His eyes kept straying to Astiza, not daring to ask why she was dressed as a harlot. In 1798, there were still some manners left. “I am Lieutenant Henri d’Bonneville. You are under arrest for theft of state property and destruction of antiquities, for murder, trespass, and disorder in Cairo, and for escape, evasion, misrepresentation, spying, and treason.”
“Not murder at Dendara? We did kill Silano, I hope.”
He stiffened. “The count is recovering from his injuries and is organizing a party to join our pursuit.”
“You did forget kidnapping.” I nodded at Astiza.
“I did not forget. The woman, having been rescued, will cooperate in the prosecution or be interrogated herself.”
“It’s the charge of treason I take exception to,” I said. “I’m American. Wouldn’t I have to be French to betray your country?”

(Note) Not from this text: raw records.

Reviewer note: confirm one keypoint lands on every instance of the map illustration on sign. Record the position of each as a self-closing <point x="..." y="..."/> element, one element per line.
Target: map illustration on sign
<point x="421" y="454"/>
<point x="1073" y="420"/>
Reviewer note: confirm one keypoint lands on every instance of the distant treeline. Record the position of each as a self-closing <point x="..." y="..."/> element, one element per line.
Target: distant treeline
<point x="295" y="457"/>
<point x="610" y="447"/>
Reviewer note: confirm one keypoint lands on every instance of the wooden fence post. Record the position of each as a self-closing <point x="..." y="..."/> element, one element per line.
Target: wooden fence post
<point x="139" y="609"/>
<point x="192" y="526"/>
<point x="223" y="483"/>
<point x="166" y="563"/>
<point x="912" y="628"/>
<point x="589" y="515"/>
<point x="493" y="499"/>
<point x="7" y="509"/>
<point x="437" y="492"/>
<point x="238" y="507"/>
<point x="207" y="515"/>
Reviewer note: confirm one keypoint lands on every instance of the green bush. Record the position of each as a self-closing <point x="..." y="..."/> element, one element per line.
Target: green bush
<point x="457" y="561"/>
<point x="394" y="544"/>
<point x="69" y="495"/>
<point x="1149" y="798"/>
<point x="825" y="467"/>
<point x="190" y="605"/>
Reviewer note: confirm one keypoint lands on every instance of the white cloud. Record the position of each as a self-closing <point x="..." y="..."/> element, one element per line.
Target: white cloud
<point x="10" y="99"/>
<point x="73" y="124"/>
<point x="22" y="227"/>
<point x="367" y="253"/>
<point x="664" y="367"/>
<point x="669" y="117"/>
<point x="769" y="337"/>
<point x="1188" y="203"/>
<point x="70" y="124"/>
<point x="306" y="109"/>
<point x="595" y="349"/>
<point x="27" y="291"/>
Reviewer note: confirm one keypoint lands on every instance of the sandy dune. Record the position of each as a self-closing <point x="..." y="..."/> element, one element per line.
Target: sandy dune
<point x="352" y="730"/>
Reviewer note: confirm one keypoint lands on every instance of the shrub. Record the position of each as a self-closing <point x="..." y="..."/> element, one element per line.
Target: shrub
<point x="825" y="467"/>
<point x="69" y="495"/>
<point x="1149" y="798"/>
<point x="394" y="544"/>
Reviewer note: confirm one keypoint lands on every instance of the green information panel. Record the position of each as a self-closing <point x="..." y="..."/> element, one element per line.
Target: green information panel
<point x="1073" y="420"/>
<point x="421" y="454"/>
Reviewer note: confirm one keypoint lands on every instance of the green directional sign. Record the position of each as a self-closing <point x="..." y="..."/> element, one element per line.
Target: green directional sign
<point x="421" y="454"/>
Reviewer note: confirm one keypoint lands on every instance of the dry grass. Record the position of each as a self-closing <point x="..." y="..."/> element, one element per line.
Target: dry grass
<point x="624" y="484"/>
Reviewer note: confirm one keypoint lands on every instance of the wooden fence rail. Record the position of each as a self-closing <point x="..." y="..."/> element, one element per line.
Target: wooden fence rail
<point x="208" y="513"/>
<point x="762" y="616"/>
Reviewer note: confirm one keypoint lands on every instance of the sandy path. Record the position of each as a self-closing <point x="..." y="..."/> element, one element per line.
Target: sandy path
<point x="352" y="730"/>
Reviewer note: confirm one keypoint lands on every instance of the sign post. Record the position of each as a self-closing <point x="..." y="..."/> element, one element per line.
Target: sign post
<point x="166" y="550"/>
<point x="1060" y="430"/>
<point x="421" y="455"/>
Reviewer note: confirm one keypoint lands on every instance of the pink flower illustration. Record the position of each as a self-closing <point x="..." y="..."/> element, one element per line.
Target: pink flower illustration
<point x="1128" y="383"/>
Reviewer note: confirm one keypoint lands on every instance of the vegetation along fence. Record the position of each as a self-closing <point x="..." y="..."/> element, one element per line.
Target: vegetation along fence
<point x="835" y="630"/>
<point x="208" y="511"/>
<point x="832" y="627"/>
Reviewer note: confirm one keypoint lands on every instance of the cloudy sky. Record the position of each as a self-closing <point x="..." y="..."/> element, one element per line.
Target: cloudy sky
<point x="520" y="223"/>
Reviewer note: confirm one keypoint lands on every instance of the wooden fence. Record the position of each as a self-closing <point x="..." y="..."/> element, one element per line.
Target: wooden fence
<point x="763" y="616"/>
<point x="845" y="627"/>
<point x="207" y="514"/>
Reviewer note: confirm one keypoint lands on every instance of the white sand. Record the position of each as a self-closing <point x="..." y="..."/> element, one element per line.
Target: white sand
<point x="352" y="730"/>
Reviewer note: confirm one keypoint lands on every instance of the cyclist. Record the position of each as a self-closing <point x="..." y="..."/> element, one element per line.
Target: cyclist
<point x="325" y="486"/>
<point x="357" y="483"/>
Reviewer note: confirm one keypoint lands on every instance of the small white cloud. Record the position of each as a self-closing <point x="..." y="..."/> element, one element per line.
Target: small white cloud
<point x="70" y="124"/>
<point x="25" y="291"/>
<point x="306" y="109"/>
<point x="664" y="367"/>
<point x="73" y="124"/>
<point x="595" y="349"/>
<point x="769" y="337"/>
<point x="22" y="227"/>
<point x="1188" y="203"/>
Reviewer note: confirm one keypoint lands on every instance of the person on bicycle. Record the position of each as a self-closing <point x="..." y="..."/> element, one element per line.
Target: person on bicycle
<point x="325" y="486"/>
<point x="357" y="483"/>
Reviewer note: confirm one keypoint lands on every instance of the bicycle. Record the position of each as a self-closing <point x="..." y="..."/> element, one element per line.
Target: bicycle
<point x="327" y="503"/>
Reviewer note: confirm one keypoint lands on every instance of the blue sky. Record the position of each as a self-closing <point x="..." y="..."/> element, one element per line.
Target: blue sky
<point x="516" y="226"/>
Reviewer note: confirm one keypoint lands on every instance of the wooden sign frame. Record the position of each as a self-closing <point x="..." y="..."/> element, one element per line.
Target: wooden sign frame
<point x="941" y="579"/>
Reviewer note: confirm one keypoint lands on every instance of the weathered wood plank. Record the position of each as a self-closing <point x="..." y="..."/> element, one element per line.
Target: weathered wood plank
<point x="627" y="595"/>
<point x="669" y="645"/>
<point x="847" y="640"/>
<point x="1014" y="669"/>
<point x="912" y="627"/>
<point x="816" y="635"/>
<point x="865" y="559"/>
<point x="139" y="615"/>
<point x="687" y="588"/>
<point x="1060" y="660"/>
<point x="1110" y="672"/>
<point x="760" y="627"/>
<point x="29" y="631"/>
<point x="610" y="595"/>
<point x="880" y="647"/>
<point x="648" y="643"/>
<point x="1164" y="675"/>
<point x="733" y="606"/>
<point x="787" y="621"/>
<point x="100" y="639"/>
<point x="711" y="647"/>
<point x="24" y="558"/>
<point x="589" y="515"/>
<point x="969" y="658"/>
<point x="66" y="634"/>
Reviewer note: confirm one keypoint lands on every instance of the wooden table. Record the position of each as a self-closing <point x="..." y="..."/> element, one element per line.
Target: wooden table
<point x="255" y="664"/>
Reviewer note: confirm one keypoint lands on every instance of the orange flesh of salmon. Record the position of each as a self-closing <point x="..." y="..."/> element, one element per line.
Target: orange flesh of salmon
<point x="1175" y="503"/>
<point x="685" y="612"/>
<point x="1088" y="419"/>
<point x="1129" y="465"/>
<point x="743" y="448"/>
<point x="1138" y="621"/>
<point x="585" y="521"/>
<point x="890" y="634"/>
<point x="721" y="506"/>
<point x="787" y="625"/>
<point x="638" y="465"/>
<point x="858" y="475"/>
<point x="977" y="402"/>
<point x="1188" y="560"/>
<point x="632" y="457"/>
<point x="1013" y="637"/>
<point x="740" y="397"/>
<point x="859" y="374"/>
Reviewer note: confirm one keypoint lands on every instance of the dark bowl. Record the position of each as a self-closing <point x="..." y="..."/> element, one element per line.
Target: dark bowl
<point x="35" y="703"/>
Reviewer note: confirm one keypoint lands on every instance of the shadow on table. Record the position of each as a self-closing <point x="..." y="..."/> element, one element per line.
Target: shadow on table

“Sergeant, bind them both.”
The pursuing felucca grounded and Bin Sadr and his remaining band of cutthroats stormed ashore, pushing past the French cavalry horses like traders at a camel bazaar. “This one is mine!” the Arab snarled, shaking his snake-headed staff. I saw with some satisfaction that his left arm was in a sling. Well, if I couldn’t kill the rotten pair outright, then maybe I could peck away at them, like the French were doing to Nelson.
“I see you’ve become a sailor, Achmed,” I greeted. “Fall off your camel?”
“He will come on my boat!”
>
“I’m afraid I must disagree, monsieur,” Lieutenant d’Bonneville said. “The fugitive Gage surrendered to my cavalry and is wanted for questioning by French authorities. He is under army jurisdiction now.”
“The American killed some of my men!”
“Which you can take up with him when we’re done, if there’s anything left to address.”
Well, there was a cheery thought.
Bin Sadr scowled. Now he had a boil on his other cheek, and I wondered if he simply had a bad complexion or if Astiza had been up to more mischief. Any chance she could give the devil leprosy, or maybe the plague?
“Then we take the woman.” His men nodded in wicked agreement.
“I think not, monsieur.” The lieutenant gave a quick glance to his sergeant, who in turn flashed a look to his men. The carbines that had been aimed at me swung in the direction of Bin Sadr’s gang. Their muskets in turn tilted toward the French cavalry. It was a considerable relief not to have everyone aiming at me, and I tried to think how I could take advantage of it.
“Do not make me your enemy, Frenchman,” Bin Sadr growled.
“You are a paid mercenary with no authority,” d’Bonneville crisply replied. “If you don’t get back in your boat this instant, I will arrest you for insubordination and consider whether to hang you as well.” He glanced about imperiously. “That is, if I can find a tree.”
There was a long moment of awful silence, the sun so intense it seemed to make a background sizzle. Then one of the cavalrymen coughed, jerking, and as he sagged we heard the report of the distant shot that had killed him, echoing off the Nile hills. Then more gunshots sounded, and one of Bin Sadr’s men grunted and went down.
Now all the guns swung to the ridge above the river. A line of men had crested and spilled down it, robes billowing, lances sparkling. It was a company of Mamelukes! We’d been caught by a unit of the elusive Murad Bey, and it looked like they outnumbered the lot of us, five to one.